Exploring the Salerno Model for Rogue Wave Generation: A Linear Stability Analysis Beyond the DNLS and AL Limits

• Published in: International journal of theoretical physics Vol. 62; no. 8
• Main Authors: Gupta, Mishu, Gupta, Rama, Malhotra, Shivani
• Format: Journal Article
• Language: English
• Published: New York Springer US 29.07.2023
• Subjects: Elementary Particles; Mathematical and Computational Physics; Physics; Physics and Astronomy; Quantum Field Theory; Quantum Physics; Theoretical; Mathematical modelling of rogue waves; Salerno model; Linearisation; Stability; Perturbation; Phase portraits
• ISSN: 1572-9575; 1572-9575
• DOI: 10.1007/s10773-023-05419-4

This study presents a detailed analysis of the Salerno equation, which is a novel mathematical model for rogue wave generation.

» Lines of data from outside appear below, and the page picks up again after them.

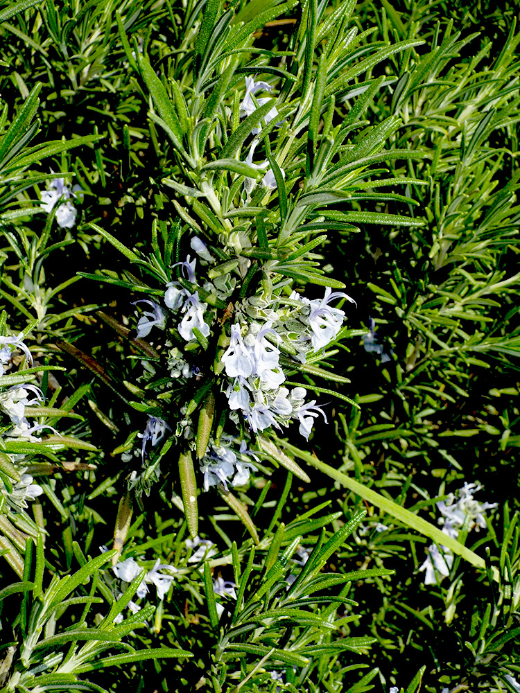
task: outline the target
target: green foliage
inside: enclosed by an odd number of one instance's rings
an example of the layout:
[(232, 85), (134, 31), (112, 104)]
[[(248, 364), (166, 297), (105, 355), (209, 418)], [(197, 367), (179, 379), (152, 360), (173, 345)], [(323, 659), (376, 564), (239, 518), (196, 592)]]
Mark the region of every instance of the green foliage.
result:
[(517, 690), (516, 10), (2, 3), (2, 691)]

The model bridges the discrete nonlinear Schrödinger model and the integrable Ablowitz-Ladik model. The dispersion relation is calculated to understand the relationship between the wavenumber and system parameters, and the study examines very high values of nonlinearity parameters. It is found that unstable spirals exist in this regime, and their fluctuations are subject to more underlying modes. The Jacobian and monodromy matrix calculations reveal the existence of rogue waves, and it is observed that knowledge of how the free parameters may help to tune and control rogue wave generation. The study provides an inclusive and innovative solution for energy and finds application in the generation of oceanic waves, optical lattices, Bose-Einstein condensates, and photorefractive crystals. The results of the stabilitsis of rogue waves for the Salerno model, obtained using linearization techniques, the evaluation of perturbation equation, evaluation of fixed points of the monodromy matrix closest to the rogue wave initial condition, phase portraits of the linearized and perturbed equation, are discussed in detail. Overall, this study significantly contributes to the understanding of rogue waves in nonlinear systems and highlights the potential of the Salerno equation for practical applications, providing insights into their complex dynamics and control, which can be beneficial in designing experiments for practical applications.